Aber eigentlich wollen wir das nicht. Lüge kann doch nicht zum System werden. Ich will doch nicht ständig in der Haltung leben, dass man keinem Menschen mehr glauben und selbst nur noch durch Falschheit erfolgreich sein kann. Das entspricht nicht unserem Menschsein.

 

Die Szenerie des heutigen Festtages sieht den Erzengel Michael im Kampf mit dem Drachen, dem die Offenbarung entlarvende Namen gibt: „alte Schlange, Teufel oder Satan.“ Immer weisen sie auf Verschleierung, Versuchung und Spaltung hin. Jesus selbst spricht davon, dass es einen Lügner von Anbeginn gibt (Joh 8,44). Ihm stellt sich jetzt der Engel in den Weg, der in seinem Namen eine anspruchsvolle Frage trägt: „Wer ist wie Gott?“ Zu Recht wird dieser Name „Michael“ interpretiert als Warnung, sich nicht an Gottes Stelle zu setzen, aber vielleicht ist er auch ein Anspruch: Wer wird seiner Würde als Abbild Gottes gerecht und steht ein für das, was das Wesen Gottes ist: die Wahrheit.

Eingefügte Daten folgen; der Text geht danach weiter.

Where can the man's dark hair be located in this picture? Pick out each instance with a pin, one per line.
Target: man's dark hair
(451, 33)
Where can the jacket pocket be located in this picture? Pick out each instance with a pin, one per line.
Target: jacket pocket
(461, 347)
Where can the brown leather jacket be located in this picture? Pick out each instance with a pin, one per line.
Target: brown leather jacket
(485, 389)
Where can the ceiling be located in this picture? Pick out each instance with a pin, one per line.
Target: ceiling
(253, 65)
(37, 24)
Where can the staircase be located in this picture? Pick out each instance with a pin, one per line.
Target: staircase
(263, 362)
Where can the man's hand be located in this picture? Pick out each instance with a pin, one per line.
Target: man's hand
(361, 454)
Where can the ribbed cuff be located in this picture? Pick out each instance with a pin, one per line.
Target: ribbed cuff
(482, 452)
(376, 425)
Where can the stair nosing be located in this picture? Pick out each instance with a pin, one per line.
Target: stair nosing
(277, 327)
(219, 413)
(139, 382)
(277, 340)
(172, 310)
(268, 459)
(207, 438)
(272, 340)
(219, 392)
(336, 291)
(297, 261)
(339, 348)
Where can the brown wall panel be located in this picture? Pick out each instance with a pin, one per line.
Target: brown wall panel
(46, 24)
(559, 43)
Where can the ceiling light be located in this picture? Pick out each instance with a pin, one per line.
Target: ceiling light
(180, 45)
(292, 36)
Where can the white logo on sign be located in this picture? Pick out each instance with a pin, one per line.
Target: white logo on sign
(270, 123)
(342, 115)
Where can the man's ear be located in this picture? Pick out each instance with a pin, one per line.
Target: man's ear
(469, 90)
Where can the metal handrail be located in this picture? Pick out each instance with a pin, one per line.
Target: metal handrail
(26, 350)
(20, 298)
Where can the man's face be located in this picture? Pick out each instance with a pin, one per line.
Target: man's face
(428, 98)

In Nathanael scheint Jesus einen solchen Menschen gefunden zu haben, denn er beschreibt ihn als „Mensch ohne Falschheit“. Wahrscheinlich wird er nicht so schrullig wie der Straßenkehrer Beppo darauf achten, nichts Unbedachtes zu sagen, aber offensichtlich erkennt Jesus in ihm einen Menschen, der sich um Aufrichtigkeit vor Gott und den Menschen bemüht.

Pater Anselm Grün hat die Berufung des Nathanael einmal auf unser Christsein übertragen und formuliert: „Nathanael ist ein Symbol für jeden Christen. Wir können uns Jesus nicht nähern, ohne durchschaut, ohne mit unserer eigenen Wahrheit konfrontiert zu werden.“ (A. Grün, Jesus – Wege zum Leben; Freiburg 2015, 476). Jesus ist die Wahrheit in Person und hat uns vorgelebt, dass ein Leben ohne Täuschung und Lüge gelingt. In seiner Nachfolge haben diesen Weg viele Menschen eingeschlagen, Edith Stein, Dietrich Bonhoeffer, Dag Hammerskjöd u.v.a. Sie haben es gewagt, in einer Welt, die von vielen als „verlogen“ angesehen wird, das wahre Leben zu verwirklichen und Gott, den Menschen und sich treu zu bleiben. Wer Gott in die Tiefe seines Herzens schauen lässt und so sich selbst öffnet, wird sich selbst gewahr, wie er leben will und was wirklich zählt. Ihnen gilt die Seligpreisung Jesu „Selig sind die, die reinen Herzens sind, sie werden Gott schauen“ (Mt 5,8).

Ein Mensch ohne Falschheit zu sein, bedeutet nicht, perfekt zu sein, aber sich immer wieder zu fragen, wofür ich leben will, und sich bewusst zu machen, dass ich nur Ehrlichkeit erwarten kann, wenn ich selbst ehrlich bin.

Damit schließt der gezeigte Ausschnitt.